Tichys Einblick
Die Morde von Christchurch

Brutaler Terror in Neuseeland mit vielen Toten

Jeder Bericht und jede Analyse nur wenige Stunden nach solch einer Tragödie, wie dieser von Christchurch, in Neuseeland, kann nicht das wiedergeben, was vielen Menschen durch den Kopf geht. Es ist ein Planet auf dem wir leben - mit ähnlichen Problemen und gleichen Schmerzen auf allen Kontinenten.

Phil Walter/Getty Images

Der türkische Präsident Erdogan beschreibt exakt die bisher bekannt gewordenen Fakten, wenn er angesichts des Massakers von Christchurch/ Neuseeland von einer Islamfeindlichkeit spricht, welche die Ebenen des Massenmordes erreicht hätte. Andere aktuelle Bezüge Erdogans werden noch zu diskutieren sein, aber sicher nicht in den kommenden Tagen. Die islamische Welt schaut jetzt noch genauer als sonst auf die Reaktion der westlichen Welt auf die aufgebrachten Stimmen ihrer politisch-religiösen Führer.

Wer sich die ersten grausigen Bilder, Filmsequenzen und Fakten zu diesem Amoklauf – Ähnlichkeiten mit den Taten des norwegischen Massenmörders Anders Breivik drängen sich auf – anschaut, der ist fassungslos.

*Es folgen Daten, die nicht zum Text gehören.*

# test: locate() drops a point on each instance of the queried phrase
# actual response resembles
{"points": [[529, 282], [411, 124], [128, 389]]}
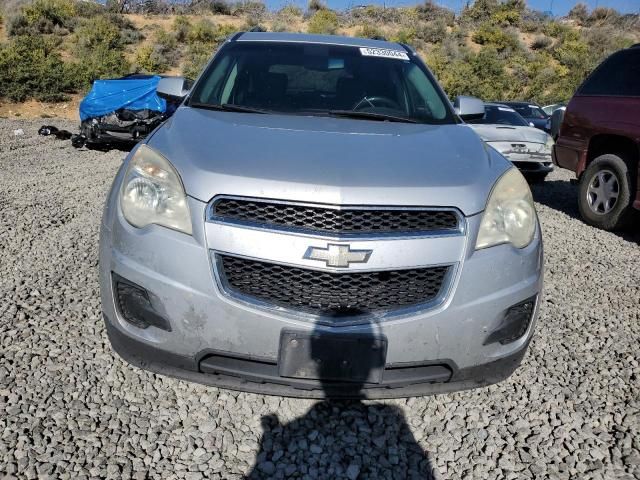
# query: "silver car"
{"points": [[527, 147], [316, 220]]}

Auch in Neuseeland soll nun, wie schon in Norwegen ein Papier aufgetaucht sein, das eine Erklärung für das Unerklärliche sein soll, wenn der Attentäter sein Manifest mit „Der große Austausch“ überschreibt.

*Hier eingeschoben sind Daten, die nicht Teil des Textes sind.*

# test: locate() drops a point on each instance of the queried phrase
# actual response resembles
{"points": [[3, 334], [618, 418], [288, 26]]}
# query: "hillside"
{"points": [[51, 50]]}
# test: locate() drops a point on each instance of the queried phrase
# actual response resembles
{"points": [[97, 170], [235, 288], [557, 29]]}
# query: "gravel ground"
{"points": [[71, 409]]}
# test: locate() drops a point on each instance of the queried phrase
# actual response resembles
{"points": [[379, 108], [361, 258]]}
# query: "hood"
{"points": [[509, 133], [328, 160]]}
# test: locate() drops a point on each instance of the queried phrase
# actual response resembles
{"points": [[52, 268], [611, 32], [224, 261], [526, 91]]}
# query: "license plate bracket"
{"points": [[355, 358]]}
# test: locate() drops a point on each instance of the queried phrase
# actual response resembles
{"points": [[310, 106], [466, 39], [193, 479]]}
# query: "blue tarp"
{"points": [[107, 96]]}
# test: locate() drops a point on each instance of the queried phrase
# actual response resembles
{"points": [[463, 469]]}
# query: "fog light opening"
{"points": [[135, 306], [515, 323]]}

Eine geschockte neuseeländische Regierungschefin Jacinda Ardern tritt vor die Presse und berichtet von bislang einer Frau und drei Männern, die verhaftet worden seien. Und sie verweist schon zu diesem frühen Zeitpunkt auf das Motiv des Amoklaufes: „Wir verurteilen diese Attacke, die von einem rechtsextremen, gewalttätigen Terroristen begangen wurde, aufs Schärfste.“

Einer der Täter soll der aus Australien stammende Brenton Tarrant sein, der besagtes Manifest im Internet veröffentlicht hat, berichtet der Spiegel. Der Mann wolle, so entnehmen die Journalisten dem Manifest (den virtuellen Verbreitungsort wollen wir hier weder recherchieren geschweige denn nennen) mit seiner Tat dafür sorgen, dass es „nirgendwo in der westlichen Welt für Einwanderer sicher sei.“

Die Schrift des Mörders soll 70 Seiten umfassen. Er selbst soll sich darin als „Öko-Faschisten“, „Ethno-Nationalisten“ und Rassisten bezeichnet haben. Es ist ein Sammelsurium von -ismen, deren er sich bedient und zeigt, wie gefährlich es ist, wenn sich diese verselbständigen. Nicht nur Personen und Nachrichten umrunden den Erdball, sondern auch Ideologien. Migration ist nicht konfliktfrei und nicht ausschließlich wohlstandsfördernd, wie beispielsweise der Migrationspakt behauptet. Samuel Huntington sprach vom „Clash of Civilisations“ und die Konfliktlinien fordern in Form brutaler Verbrechen ihre Opfer auch in Neuseeland. Es ist eine Welt. Im positiven wie im negativen, im Verbrechen. Es ist, als ob die Welt eine Echokammer ihrer selbst wäre mit Begriffen, die sich wiederholen und doch in der Bedeutung changieren. Meinen alle dasselbe? Wohl nicht.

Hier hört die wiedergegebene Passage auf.